Recent weeks have brought a bewildering number of competing claims around SaaS and cloud computing. On one hand we are debating whether the SaaS experiment is over, IaaS is just an incremental advance in hosting technology, and the cloud is just hype. While on the other, Gartner estimates SaaS is now 10% of the enterprise market, Amazon AWS is a $500 million dollar business and Jim Cramer is picking his favorite cloud stocks. What’s a person to think? I for one think that recent reports of the cloud’s death are greatly exaggerated, and here is why…

The cloud is real.
The cloud is big.
But, the cloud is slooooowww.

The Cloud is Real. The Cloud is BIG.

It’s absolutely true to say that the cloud is simply the next evolution in computing, but saying it is an incremental change and isn’t all that different from traditional hosting or time sharing is like comparing the Internet to a T1 line. There are lot’s of new technologies and standards, big and small, that go into the cloud. And, there will continue to be others added as it matures. But, you shouldn’t allow the technology to cloud your thinking. The cloud, the REAL cloud, is about bringing any and all of the computing resources available on the Internet together to create Inter-networked applications and computing infrastructures. Consumer mash-ups perhaps being the simplest and earliest of these, but it isn’t that hard to imagine much bigger iron, mission-critical business applications running the same way. Most Internet innovation to date has focused on users and content, and has been strangled by a lack of bandwidth and integration standards. As these constraints erode, the cloud will continue to emerge. The cloud is about the machines. It is as big as all the computers connected to the Internet.

The Cloud is Hard

Security is and will remain the most difficult problem of SaaS and cloud computing, with reliability following close behind. But, this is more a matter of proliferating standards and best practice than technology. The problems are completely tractable. In the end, public standards and SLAs backed by SaaS, PaaS, and IaaS professionals working in their own areas of expertise will ultimately outperform all but the largest and most sophisticated internal IT departments. Most companies hire security firms to handle their physical security, why would they do any different with their IT infrastructure? Specialists do it better.

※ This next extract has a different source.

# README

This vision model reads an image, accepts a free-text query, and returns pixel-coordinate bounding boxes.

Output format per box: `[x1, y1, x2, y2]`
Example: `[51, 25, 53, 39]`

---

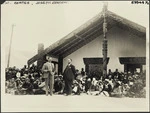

Cloud Adoption will be Gradual and Inexorable

The cloud is fundamentally an enterprise phenomenon, because it is about building applications and infrastructure. This is the business of businesses. And, like all things enterprise you can be sure of two growth characteristics. One, it will happen cautiously, slowly and gradually. Two, it will follow the money. The economics of the cloud are as simple as commodification, specialization and scale. Each year, more applications and infrastructure that have historically been hand-crafted on-premise by generalist IT departments becomes available online as specialized commodities. The movement from centralized generalist application deployment to distributed specialist application delivery is made possible by the Internet, and will continue to gain momentum as bandwidth and standards allow more sophisticated applications, data and computing power to be delivered over the public networks.

Cloud Fatigue is Unavoidable

So here we are. The cloud is real, the cloud is big, but the cloud is slooooowww. Salesforce.com has been preaching “no software” since 2000, and has taken a decade to build a billion dollar business, while consumer apps like FaceBook reach 500 million users in just a few years. It’s no wonder we’re tired of waiting already. All we are really seeing is that the cloud excitement is outstripping the pace of cloud adoption. And, this is likely to remain the case for the decade to come.